Create a Secure Web Proxy rule

Console

  1. In the Google Cloud console, go to the SWP Policies page.

    Go to SWP Policies

  2. Click the name of your policy, such as myswppolicy.

  3. Click Add rule.

  4. For each rule, do the following:

    1. For Priority, enter a numeric evaluation order for the rule. Rules are evaluated from highest to lowest priority, where 0 is the highest priority.

    2. In the Name field, enter a name for the rule.

    3. In the Description field, enter a description for the rule.

    4. For Action, select one of the following options:

      • Allow: to allow connection requests that match the rule.
      • Deny: to deny connection requests that match the rule.
    5. For the Status field, select one of the following options for the rule enforcement:

      • Enabled: to enforce the rule on your Secure Web Proxy instance.
      • Disabled: to not enforce the rule on your Secure Web Proxy instance.
    6. In the Session match section, specify the unique ID of the tag that you created in the previous section. For example:

      sessionMatcher: "source.matchTag('TAG_VALUE') && host() == 'example.com'"
      

      For more information about the syntax for SessionMatcher, see CEL matcher language reference.

    7. In the Application match section, specify the criteria for matching the request.

    8. Click Add rule.

Cloud Shell

  1. Use your preferred text editor to create the rule.yaml file.

  2. To allow access to a URL from the required tag, add the following to the rule.yaml file:

    name: projects/PROJECT_NAME/locations/REGION/gatewaySecurityPolicies/POLICY_NAME/rules/RULE_NAME
    description: RULE_DESCRIPTION
    enabled: true
    priority: RULE_PRIORITY
    sessionMatcher: CEL_EXPRESSION
    basicProfile: ALLOW
    

    Replace the following:

    • RULE_NAME: name of this rule
    • RULE_DESCRIPTION: description for the rule
    • RULE_PRIORITY: priority of this rule; a lower number corresponds to a higher priority
    • CEL_EXPRESSION: a Common Expression Language (CEL) expression. For more information, see CEL matcher language reference.
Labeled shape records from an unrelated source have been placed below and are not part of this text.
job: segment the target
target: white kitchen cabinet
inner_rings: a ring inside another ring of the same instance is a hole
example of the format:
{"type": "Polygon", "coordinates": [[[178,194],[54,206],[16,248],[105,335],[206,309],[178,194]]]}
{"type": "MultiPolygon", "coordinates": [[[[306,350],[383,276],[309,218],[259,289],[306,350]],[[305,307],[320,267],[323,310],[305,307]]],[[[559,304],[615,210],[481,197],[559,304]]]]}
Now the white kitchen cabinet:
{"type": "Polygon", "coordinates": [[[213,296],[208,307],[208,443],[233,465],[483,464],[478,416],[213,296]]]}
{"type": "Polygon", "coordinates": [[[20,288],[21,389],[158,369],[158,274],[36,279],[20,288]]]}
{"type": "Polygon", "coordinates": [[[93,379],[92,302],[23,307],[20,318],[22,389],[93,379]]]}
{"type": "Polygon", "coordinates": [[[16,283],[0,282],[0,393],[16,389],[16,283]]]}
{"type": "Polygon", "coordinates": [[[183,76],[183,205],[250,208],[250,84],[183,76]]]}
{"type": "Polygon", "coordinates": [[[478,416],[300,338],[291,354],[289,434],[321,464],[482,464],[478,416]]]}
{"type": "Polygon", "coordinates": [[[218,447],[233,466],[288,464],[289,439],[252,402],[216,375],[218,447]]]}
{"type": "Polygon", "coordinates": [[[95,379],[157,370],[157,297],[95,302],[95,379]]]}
    For example, to allow access to example.com from the required tag, add the following sessionMatcher line to the YAML file:

    sessionMatcher: "source.matchTag('TAG_VALUE') && host() == 'example.com'"
    

    Replace TAG_VALUE with the tag that you want to allow. Make sure that the tag follows the numeric resource identifier format; for example, tagValues/567890123456.

  3. Import the rules that you created by using the gcloud network-security gateway-security-policies rules import command:

    gcloud network-security gateway-security-policies rules import RULE_NAME \
        --source=RULE_FILE.yaml \
        --location=REGION \
        --gateway-security-policy=POLICY_NAME
    

Test the policy configuration

You can test connectivity again to validate that your Secure Web Proxy policy, which relies on Resource Manager tags for identity, is working as intended.
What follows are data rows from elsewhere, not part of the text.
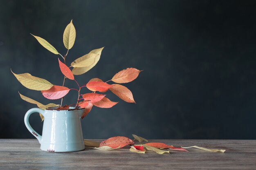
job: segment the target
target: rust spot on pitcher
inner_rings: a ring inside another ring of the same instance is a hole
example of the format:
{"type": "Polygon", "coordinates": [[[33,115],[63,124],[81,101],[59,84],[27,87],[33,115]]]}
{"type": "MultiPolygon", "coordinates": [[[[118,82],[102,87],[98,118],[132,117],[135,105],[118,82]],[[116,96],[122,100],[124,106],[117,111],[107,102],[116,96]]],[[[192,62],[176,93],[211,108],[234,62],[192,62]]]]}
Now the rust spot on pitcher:
{"type": "Polygon", "coordinates": [[[55,152],[55,150],[52,150],[52,149],[47,149],[47,151],[48,152],[55,152]]]}
{"type": "Polygon", "coordinates": [[[32,132],[32,134],[36,136],[36,137],[38,137],[38,135],[37,135],[35,132],[34,131],[32,132]]]}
To test connectivity, use the curl command from any VM that's associated with the appropriate TAG_VALUE tag.

curl -x https://IPv4_ADDRESS:443 http://example.com
--proxy-insecure

Replace IPv4_ADDRESS with the IPv4 address of your Secure Web Proxy instance.

If everything works correctly, then you receive either a 200 OK or a 403 Forbidden status code. These responses confirm the following key outcomes:

  • Tag-based success: a 200 OK status code validates that the traffic from a VM with the correct Resource Manager tag attached to it matches the policy rule and is allowed through the proxy. This verified match results in a successful connection.

  • Tag-based denial: a 403 Forbidden status code verifies that the traffic from a VM either without the specified tag or with an incorrect tag is correctly denied access by the policy. This enforcement proves that your tag-based segmentation and enforcement is working as intended.